Lines from a Canvas offers the public one of the best kept secrets in the world of poetry for years, the work of Jacob Miller. His poems uniquely traverse the cultural territory from Homer to the Grateful Dead, taking the reader from ancient Greece and Rome to the Holocaust to the Cold War to Vietnam to 9/11. In short, the expansive canvas of his content presents a compelling spectrum mixing classical and modern brush strokes, all while exploring experiences of love and loss, isolation and separation, as well as mortality. Consistent with his content, though perhaps of even greater importance, the crowning achievement shown in this collection is Jacob Miller's new poetic technique, which delivers the reader to an expertly constructed and long-needed bridge between classical traditions (such as rhyme and meter, or even hidden slant rhymes or assonance connections), and imagistic free-verse. Additionally, this collection contains the poet's free-verse libretto to the modern opera Manhattan in Charcoal ,(recently released on CD). The title poem, Lines from a Canvas , offers the point of view of a canvas, not the painter, and this launches the operative conceit in this collection: each poem explores the perspective of the canvas of life and death, more than the poet himself. Each poem truly brings something new to the page.
About the Author
Jacob Miller first emerged as a young poet in the 1970's after winning a Hopwood Poetry Award, studying briefly with Allen Ginsburg, then working with the Nobel Prize Laureate, Joseph Brodsky, in classical verse forms for years, while also working with the American Poet Laureate, Robert Hayden, in more economic free-verse. During this period he also launched the literary and arts journal, Empyrea , and published his work, Sublimity vs. Circulation , urging librarians nationally to more aggressively seek out new writers, which was awarded in the Best of Lit. Series and published first in Library Journal and later by The Scarecrow Press. Through the 1980's, his poems were published in numerous literary journals and he gave readings across America as well as in London, England. Then he fell off the map.

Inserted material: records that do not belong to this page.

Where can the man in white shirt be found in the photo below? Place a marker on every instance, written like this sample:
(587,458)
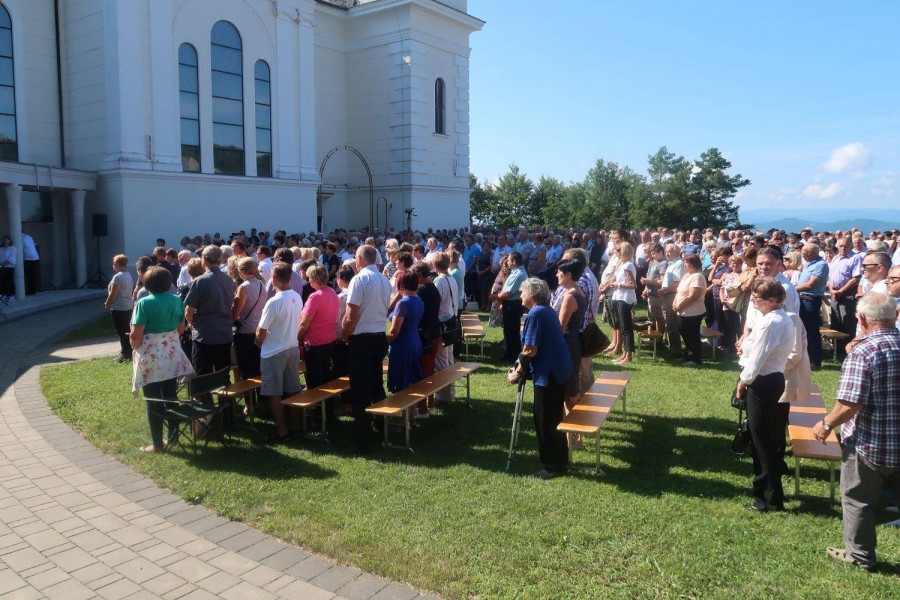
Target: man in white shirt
(279,350)
(363,329)
(264,257)
(30,261)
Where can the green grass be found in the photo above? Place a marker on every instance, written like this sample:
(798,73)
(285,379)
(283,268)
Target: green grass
(665,521)
(100,328)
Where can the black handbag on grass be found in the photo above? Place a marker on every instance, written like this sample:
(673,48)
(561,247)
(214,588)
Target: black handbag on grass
(593,340)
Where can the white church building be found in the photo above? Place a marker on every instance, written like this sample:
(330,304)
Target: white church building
(185,117)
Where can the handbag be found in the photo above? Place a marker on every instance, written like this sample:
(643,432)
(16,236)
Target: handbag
(741,440)
(738,403)
(593,340)
(451,329)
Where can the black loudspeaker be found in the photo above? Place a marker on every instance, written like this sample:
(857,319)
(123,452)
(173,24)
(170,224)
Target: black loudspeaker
(100,224)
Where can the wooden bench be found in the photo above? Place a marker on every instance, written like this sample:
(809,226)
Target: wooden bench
(311,398)
(588,416)
(650,335)
(833,336)
(803,417)
(472,330)
(712,336)
(398,406)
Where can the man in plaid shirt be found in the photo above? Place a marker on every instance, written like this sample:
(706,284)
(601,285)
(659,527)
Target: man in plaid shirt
(868,411)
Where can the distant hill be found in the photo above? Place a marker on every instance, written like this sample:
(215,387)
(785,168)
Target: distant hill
(795,220)
(795,225)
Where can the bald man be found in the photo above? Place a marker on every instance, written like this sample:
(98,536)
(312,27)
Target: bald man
(811,286)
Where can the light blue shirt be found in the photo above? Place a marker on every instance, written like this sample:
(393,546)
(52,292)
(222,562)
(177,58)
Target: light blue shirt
(817,268)
(514,283)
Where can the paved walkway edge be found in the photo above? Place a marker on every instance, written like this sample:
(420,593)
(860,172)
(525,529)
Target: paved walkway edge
(249,563)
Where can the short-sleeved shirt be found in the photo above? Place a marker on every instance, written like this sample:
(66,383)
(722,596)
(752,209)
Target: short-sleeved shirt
(211,295)
(688,283)
(281,320)
(371,292)
(542,330)
(323,307)
(870,377)
(158,313)
(123,300)
(674,272)
(514,283)
(816,268)
(844,268)
(626,295)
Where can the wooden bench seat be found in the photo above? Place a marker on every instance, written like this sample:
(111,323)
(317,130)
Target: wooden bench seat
(833,336)
(311,398)
(472,330)
(712,336)
(589,415)
(399,405)
(650,335)
(803,417)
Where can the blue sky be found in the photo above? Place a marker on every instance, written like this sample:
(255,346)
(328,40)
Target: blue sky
(802,97)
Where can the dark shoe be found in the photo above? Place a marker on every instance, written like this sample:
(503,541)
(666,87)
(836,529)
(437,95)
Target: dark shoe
(842,555)
(356,450)
(277,439)
(545,474)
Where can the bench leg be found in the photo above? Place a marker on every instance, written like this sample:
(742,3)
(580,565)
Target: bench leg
(831,477)
(406,425)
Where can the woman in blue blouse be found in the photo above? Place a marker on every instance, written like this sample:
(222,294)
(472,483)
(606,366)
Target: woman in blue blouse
(545,354)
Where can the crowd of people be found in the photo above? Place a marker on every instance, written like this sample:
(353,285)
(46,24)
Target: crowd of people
(346,300)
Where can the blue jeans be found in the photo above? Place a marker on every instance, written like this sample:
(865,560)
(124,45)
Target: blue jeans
(810,307)
(165,390)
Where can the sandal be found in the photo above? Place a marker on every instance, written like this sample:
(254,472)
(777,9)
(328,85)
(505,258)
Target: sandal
(842,555)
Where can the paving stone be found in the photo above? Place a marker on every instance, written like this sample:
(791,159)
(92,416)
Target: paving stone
(335,577)
(301,589)
(363,587)
(309,568)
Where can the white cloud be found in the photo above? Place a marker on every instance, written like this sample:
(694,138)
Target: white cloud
(817,191)
(852,157)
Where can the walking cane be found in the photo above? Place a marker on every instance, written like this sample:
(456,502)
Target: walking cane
(517,422)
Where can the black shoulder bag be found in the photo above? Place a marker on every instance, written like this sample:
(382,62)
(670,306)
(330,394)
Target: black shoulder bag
(451,329)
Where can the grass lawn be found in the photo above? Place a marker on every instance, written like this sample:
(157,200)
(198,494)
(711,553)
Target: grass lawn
(100,328)
(667,519)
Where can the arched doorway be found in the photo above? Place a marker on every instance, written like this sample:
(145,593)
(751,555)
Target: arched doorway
(321,198)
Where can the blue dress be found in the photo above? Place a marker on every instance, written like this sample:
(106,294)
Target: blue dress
(404,360)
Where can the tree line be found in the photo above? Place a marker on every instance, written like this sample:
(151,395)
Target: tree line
(676,192)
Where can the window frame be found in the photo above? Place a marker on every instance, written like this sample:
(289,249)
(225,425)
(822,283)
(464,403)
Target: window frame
(440,107)
(218,158)
(196,121)
(268,127)
(14,144)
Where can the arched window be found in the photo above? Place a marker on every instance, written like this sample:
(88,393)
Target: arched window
(263,80)
(228,99)
(439,121)
(9,144)
(189,98)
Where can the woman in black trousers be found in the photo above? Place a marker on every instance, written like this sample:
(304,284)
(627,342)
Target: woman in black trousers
(764,353)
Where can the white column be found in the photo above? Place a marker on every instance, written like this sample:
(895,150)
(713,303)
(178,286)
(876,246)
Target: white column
(286,106)
(166,134)
(78,236)
(59,237)
(309,164)
(122,47)
(14,200)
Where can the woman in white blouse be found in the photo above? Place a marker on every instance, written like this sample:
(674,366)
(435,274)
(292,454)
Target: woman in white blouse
(764,354)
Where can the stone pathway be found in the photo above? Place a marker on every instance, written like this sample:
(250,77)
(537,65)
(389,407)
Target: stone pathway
(76,524)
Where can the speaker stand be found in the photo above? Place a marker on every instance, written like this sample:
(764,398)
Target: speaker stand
(101,279)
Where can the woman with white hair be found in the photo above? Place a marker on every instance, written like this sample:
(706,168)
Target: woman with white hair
(546,357)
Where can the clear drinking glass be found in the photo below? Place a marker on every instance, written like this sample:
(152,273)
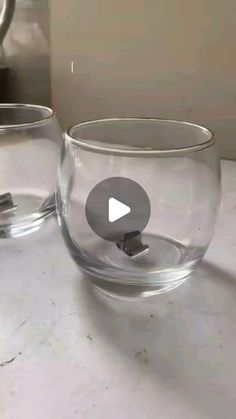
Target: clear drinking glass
(30,143)
(177,165)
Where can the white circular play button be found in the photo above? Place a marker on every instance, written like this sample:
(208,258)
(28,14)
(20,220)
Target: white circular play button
(116,207)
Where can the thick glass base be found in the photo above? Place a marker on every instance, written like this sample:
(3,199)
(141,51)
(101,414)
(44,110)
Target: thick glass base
(26,217)
(132,292)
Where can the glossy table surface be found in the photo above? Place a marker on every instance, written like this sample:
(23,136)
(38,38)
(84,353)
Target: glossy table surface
(66,352)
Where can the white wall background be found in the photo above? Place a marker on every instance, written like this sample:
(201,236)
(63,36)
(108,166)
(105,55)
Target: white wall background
(159,58)
(27,54)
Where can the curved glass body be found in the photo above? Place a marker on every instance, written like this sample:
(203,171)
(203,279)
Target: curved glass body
(30,144)
(177,164)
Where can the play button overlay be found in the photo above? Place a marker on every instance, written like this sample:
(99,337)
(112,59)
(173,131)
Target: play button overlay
(117,210)
(116,207)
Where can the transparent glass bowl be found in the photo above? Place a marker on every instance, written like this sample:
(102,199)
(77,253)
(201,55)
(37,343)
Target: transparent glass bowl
(177,164)
(30,144)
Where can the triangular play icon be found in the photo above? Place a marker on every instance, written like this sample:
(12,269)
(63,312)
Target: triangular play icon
(117,210)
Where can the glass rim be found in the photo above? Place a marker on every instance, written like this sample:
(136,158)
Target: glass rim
(38,121)
(83,142)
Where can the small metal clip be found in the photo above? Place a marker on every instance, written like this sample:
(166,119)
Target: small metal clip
(132,244)
(6,203)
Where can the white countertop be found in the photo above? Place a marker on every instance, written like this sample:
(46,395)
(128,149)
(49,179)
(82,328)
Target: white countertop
(67,353)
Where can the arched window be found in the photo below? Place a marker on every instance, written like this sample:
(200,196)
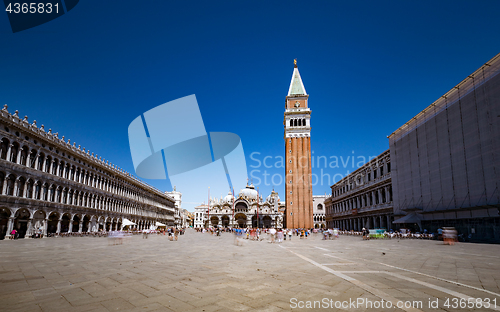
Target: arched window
(45,192)
(10,185)
(13,152)
(37,190)
(20,187)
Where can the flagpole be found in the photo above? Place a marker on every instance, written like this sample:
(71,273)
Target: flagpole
(208,206)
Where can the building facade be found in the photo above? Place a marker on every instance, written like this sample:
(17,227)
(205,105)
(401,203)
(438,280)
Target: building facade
(200,216)
(298,184)
(446,160)
(247,210)
(319,217)
(48,184)
(363,199)
(178,215)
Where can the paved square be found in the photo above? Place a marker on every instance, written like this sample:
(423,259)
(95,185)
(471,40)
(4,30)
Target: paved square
(201,272)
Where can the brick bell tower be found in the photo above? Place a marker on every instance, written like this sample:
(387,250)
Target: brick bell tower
(298,187)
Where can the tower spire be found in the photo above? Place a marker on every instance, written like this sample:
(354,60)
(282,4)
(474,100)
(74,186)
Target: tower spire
(296,85)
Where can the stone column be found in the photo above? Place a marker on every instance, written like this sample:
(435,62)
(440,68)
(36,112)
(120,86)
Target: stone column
(14,192)
(58,230)
(45,226)
(9,151)
(10,226)
(29,229)
(18,157)
(5,182)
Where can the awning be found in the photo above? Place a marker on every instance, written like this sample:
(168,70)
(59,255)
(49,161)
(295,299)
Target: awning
(412,217)
(127,222)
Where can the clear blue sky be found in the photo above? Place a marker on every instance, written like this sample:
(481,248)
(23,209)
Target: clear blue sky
(368,66)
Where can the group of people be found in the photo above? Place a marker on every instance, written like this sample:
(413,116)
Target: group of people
(173,233)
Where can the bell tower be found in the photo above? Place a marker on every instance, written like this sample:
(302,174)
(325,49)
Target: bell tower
(298,186)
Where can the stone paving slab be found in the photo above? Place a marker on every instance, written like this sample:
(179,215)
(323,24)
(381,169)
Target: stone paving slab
(201,272)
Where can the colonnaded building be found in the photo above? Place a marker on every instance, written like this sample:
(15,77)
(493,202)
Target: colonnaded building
(250,210)
(363,199)
(445,167)
(298,181)
(49,184)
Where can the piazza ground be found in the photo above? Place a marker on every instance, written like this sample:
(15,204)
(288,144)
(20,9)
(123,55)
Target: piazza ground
(201,272)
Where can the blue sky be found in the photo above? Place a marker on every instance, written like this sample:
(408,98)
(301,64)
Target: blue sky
(368,66)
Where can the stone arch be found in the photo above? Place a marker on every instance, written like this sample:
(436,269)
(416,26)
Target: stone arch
(30,185)
(52,226)
(5,215)
(76,223)
(267,222)
(4,148)
(40,161)
(23,155)
(66,219)
(241,220)
(38,222)
(86,226)
(14,149)
(20,186)
(21,222)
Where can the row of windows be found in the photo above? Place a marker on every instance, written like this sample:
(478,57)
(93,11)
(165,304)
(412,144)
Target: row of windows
(298,122)
(34,159)
(28,188)
(360,179)
(379,196)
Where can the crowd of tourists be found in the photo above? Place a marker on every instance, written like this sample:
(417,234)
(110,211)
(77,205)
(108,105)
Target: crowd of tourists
(448,235)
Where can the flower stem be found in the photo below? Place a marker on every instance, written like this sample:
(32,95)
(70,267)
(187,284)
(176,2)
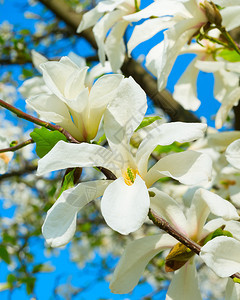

For the next 30 years, Miller became a reclusive poet and author who did not aggressively pursue publication and stopped doing public readings, but never stopped writing, refining his craft, pursuing his own new hybrid verse form, alternately living abroad (mostly in Italy) and New York, while making ends meet as a teacher. In recent years though, he resurfaced, was the recipient of support from the New York Foundation for the Arts for this collection of poems, Lines from a Canvas , as well as his novel, Leviathan . He also wrote a free-verse libretto, Manhattan In Charcoal , for a modern opera released on CD last year. His poem cycle Blues from an Airport Bar was also set to music and released on the CD "Song Cycles."
Jacob Miller has three children and an avid interest in vintage motorcycles.